Tuesday, August 24, 2004

Rock Bottom

Well, the medical center has been around awhile, it’s seen some spectacular scandals, some flamboyant flops, but lately it feels like things might have sunk to a new low. Staff and supply shortages have ground many areas to a crawl if not a halt. Sure the consultants continue to forge ahead insisting that cutting 43% of the staff on a nursing floor that treats the critically ill won’t affect service or quality, but no one really listens to them anymore. They keep coming up with new bad ideas, but the consultant/executive team has become so dysfunctional at this point they couldn’t fix a sandwich, without 20 subcontractors.

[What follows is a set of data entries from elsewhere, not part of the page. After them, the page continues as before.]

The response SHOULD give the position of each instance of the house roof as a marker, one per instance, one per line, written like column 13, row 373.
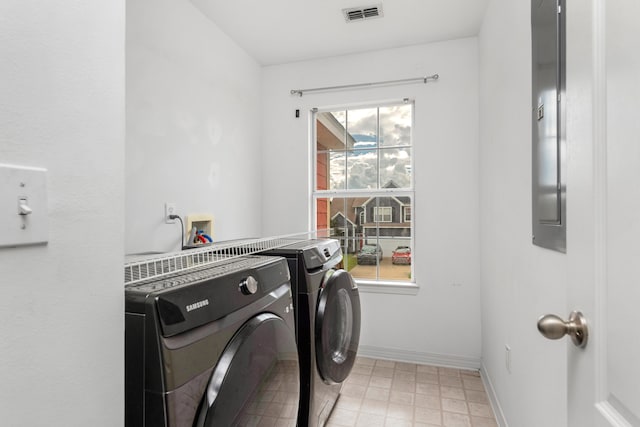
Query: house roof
column 352, row 203
column 331, row 133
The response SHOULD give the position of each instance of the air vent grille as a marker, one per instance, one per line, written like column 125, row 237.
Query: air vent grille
column 362, row 13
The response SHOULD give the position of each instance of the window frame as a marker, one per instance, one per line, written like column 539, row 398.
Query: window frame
column 378, row 285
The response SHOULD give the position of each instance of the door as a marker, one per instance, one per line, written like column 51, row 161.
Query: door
column 337, row 328
column 603, row 246
column 256, row 380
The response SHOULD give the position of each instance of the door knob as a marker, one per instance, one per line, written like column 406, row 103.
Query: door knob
column 553, row 327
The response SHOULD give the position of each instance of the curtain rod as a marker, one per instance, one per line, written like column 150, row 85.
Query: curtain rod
column 424, row 79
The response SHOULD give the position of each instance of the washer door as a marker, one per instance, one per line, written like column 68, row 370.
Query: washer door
column 337, row 326
column 256, row 379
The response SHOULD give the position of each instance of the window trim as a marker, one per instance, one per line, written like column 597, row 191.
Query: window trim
column 380, row 285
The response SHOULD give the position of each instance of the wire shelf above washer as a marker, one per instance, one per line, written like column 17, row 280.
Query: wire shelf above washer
column 145, row 267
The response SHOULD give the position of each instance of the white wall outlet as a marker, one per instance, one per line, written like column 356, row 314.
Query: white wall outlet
column 169, row 209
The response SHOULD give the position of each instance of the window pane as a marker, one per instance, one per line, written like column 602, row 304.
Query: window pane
column 362, row 126
column 395, row 168
column 330, row 170
column 395, row 125
column 362, row 169
column 383, row 247
column 369, row 151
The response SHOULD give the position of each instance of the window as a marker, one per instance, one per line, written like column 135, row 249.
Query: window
column 382, row 214
column 407, row 214
column 363, row 188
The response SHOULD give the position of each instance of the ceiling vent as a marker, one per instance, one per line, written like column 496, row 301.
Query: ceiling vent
column 362, row 13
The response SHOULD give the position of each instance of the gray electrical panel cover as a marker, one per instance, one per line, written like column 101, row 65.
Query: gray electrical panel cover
column 548, row 124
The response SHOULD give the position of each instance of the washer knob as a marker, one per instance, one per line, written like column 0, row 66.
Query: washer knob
column 249, row 286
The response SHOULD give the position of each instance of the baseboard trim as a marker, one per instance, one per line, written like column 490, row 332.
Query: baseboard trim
column 445, row 360
column 493, row 399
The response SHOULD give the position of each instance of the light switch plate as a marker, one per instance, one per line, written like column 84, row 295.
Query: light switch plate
column 20, row 187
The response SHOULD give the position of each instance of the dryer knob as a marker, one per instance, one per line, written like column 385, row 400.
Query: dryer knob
column 249, row 286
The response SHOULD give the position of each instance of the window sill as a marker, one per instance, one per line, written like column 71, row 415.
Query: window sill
column 379, row 287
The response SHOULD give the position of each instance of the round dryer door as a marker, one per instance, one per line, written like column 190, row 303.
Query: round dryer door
column 337, row 326
column 259, row 364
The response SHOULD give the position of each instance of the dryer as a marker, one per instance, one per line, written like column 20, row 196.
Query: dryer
column 213, row 346
column 327, row 312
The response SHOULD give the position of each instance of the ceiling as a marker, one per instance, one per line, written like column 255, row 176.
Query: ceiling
column 282, row 31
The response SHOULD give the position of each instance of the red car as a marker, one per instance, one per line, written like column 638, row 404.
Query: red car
column 402, row 255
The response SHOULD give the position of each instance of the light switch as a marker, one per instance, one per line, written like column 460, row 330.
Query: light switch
column 24, row 216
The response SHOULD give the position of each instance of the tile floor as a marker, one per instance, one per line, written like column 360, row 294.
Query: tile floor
column 385, row 393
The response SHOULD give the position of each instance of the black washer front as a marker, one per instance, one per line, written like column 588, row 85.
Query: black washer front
column 252, row 367
column 337, row 326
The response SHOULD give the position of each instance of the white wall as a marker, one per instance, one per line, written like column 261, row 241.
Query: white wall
column 520, row 282
column 193, row 126
column 443, row 320
column 62, row 108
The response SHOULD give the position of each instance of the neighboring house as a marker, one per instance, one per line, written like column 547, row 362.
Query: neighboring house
column 390, row 217
column 360, row 220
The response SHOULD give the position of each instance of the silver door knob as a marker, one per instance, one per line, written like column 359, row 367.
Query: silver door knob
column 553, row 327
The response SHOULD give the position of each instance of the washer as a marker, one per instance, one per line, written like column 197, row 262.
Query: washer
column 214, row 346
column 327, row 311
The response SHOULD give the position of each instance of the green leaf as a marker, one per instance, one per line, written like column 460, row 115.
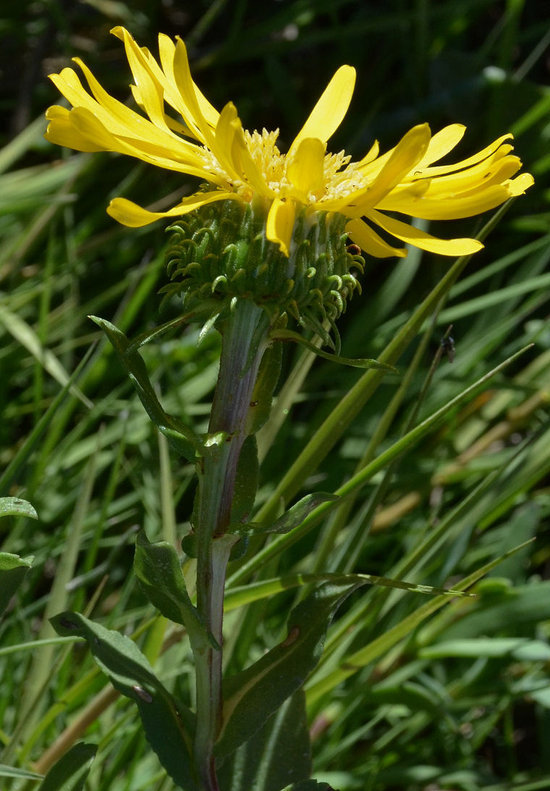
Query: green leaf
column 251, row 696
column 182, row 439
column 158, row 570
column 168, row 724
column 71, row 771
column 255, row 591
column 277, row 754
column 360, row 362
column 308, row 785
column 14, row 506
column 287, row 522
column 12, row 572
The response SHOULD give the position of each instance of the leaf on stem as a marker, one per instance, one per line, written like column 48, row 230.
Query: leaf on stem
column 158, row 570
column 71, row 771
column 277, row 754
column 168, row 725
column 253, row 695
column 12, row 571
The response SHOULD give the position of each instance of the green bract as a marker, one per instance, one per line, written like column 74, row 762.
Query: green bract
column 221, row 251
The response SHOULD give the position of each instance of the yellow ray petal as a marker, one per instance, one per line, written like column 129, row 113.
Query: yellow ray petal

The county supervisors hired them to “downsize.” The supervisors wanted a fast neat surgical strike, hundreds of annoying union employees gone in a single blow, leaving a budget surplus. The extra cash could be quietly moved back into the county supervisor’s pockets and used for Alameda County’s high priority projects like paying off Al Davis, building more jails, or granting fat contracts to big political donors. Well, things didn’t go as expected, that’s the problem with these “get rich quick plans.” The consultants couldn’t deliver the cash, but that’s the good news, the bad news is they don’t know how to run a hospital; things aren’t just staying the same they are deteriorating rapidly. It‘s time that we officially declare this situation a quagmire.

What has frightened staff and patients more then ridiculous lay-off proposals is the consulting team’s complete inability to manage the day-to-day operations. As my mother used to say when I would leave her home alone with my father and my brother, “I’m in a sinking ship with blind sailors!”